In hospitals, timely and accurate meal delivery is essential but labor-intensive. This project reimagines the process using an Unmanned Ground Vehicle (UGV) equipped with a vision-guided perception system to:
- Identify patient trays via QR codes
- Localize and orient tables using object detection + depth sensing
- Place trays with centimeter-level precision using wireless-controlled actuators
- Vision Design: Developed and trained custom YOLOv8n-OBB model for table detection
- Depth Estimation: Implemented MiDaS + geometric projection fusion for robust height calculation
- Hardware Interface: Assist in designing ESP32 ESP-NOW wireless network for real-time actuator control
- Evaluation: Conducted accuracy tests (confusion matrix, PR/F1 analysis) to optimize thresholds
Manual meal delivery is error-prone, repetitive, and time-consuming. Existing robotic solutions often lack the precision and adaptability required in dynamic hospital environments.

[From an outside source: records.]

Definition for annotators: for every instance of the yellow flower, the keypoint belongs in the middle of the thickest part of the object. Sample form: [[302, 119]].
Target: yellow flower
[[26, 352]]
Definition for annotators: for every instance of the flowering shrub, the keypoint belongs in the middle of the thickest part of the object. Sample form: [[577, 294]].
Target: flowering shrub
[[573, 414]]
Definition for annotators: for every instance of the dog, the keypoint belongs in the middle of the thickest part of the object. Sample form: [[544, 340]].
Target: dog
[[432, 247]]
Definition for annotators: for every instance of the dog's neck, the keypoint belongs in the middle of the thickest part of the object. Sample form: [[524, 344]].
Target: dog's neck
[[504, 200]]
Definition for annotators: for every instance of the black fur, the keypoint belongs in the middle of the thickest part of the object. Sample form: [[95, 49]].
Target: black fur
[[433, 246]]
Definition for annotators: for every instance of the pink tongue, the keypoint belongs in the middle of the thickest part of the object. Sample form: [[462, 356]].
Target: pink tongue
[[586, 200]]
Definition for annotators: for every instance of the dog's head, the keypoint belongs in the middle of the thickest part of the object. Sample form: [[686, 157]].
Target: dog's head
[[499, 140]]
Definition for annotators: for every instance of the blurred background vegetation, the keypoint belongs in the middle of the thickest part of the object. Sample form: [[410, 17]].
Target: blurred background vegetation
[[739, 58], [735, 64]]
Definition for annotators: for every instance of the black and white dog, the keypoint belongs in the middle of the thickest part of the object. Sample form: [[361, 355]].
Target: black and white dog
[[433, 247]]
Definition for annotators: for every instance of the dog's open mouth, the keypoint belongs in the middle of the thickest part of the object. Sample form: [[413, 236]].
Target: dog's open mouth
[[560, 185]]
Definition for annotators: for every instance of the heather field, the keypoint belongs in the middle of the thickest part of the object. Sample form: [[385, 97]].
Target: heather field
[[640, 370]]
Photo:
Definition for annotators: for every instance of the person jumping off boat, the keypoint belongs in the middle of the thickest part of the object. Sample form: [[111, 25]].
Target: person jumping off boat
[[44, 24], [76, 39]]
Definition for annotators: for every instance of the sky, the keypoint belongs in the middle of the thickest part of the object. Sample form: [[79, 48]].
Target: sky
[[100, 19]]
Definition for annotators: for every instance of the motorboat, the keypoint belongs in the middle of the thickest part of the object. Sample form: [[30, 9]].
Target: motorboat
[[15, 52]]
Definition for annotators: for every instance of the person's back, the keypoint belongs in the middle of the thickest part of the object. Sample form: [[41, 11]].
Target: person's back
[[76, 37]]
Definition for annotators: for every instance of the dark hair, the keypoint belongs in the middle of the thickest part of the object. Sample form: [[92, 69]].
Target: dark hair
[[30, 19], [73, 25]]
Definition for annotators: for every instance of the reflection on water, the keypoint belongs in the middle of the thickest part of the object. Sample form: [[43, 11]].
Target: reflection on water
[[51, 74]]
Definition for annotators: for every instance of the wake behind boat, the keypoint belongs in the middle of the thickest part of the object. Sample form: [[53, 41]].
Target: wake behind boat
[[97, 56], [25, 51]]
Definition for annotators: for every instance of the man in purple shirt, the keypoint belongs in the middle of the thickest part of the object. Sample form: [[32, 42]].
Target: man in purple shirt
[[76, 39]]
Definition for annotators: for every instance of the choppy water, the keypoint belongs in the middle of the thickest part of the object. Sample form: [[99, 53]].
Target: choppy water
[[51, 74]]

- Mapped out workflow from meal tray pickup → patient room delivery → tray placement
- Defined success criteria: accuracy, latency, modularity
- QR Recognition: Decode patient IDs and verify against hospital records
- Table Detection: YOLOv8n-OBB model trained on hospital-like datasets
- Pose & Depth Estimation: Combined monocular depth + projection math to achieve robust height readings
- Designed modular ESP-NOW setup with Master + multiple Slaves
- Each actuator (slider, lifter, rotator) managed by a dedicated ESP32
- Benchmarked object detection with precision/recall
- Validated depth estimation against physical measurements
- Measured ESP-NOW latency in real environments
- Accurate tray identification via QR vision
- Reliable table localization with orientation detection
- Wireless modular control achieving near real-time response
- A scalable perception layer ready for integration into hospital UGV prototypes
| Actual Height (cm) | Vanish Point | Calculated Height (cm) | Depth Height (cm) | Final Height (cm) | Error % | Angle from Camera (deg) |
|---|---|---|---|---|---|---|
| 60 | -20.48 | 63.5 | 57.2 | 60.6 | 9.9 | 16.06 |
| 62 | -39.79 | 79.0 | 65.8 | 58.73 | 18.8 | 17.38 |
| 60 | -37.17 | 65.2 | 58.1 | 63.2 | 10.7 | 15.32 |
| 65 | -51.70 | 67.7 | 56.6 | 64.03 | 16.3 | 10.41 |
| 67 | -64.47 | 68.0 | 56.8 | 66.4 | 16.34 | 14.15 |
- Depth-only methods produced underestimation in certain cases.
- Projection-based methods tended to overshoot at larger vanish points.
- Fusion & correction yielded Final Height values closer to ground truth with reduced error.
- Angular offsets in the 10–17° range confirmed the need for tray rotation before placement.
- Handle occlusion and crowded spaces
- Multi-tray delivery logic
- Integration with hospital logistics systems
- Real-world deployment & long-term trials
- Vision: OpenCV, PyTorch, YOLOv8n-OBB, MiDaS
- Robotics: ROS Melodic, Jetson Nano
- Hardware: ESP32, stepper/servo/DC actuators
- Wireless: ESP-NOW protocol
This project was a deep dive into the intersection of computer vision, robotics, and system design. I learned how to balance accuracy, real-time performance, and hardware constraints, while also designing with real-world hospital environments in mind.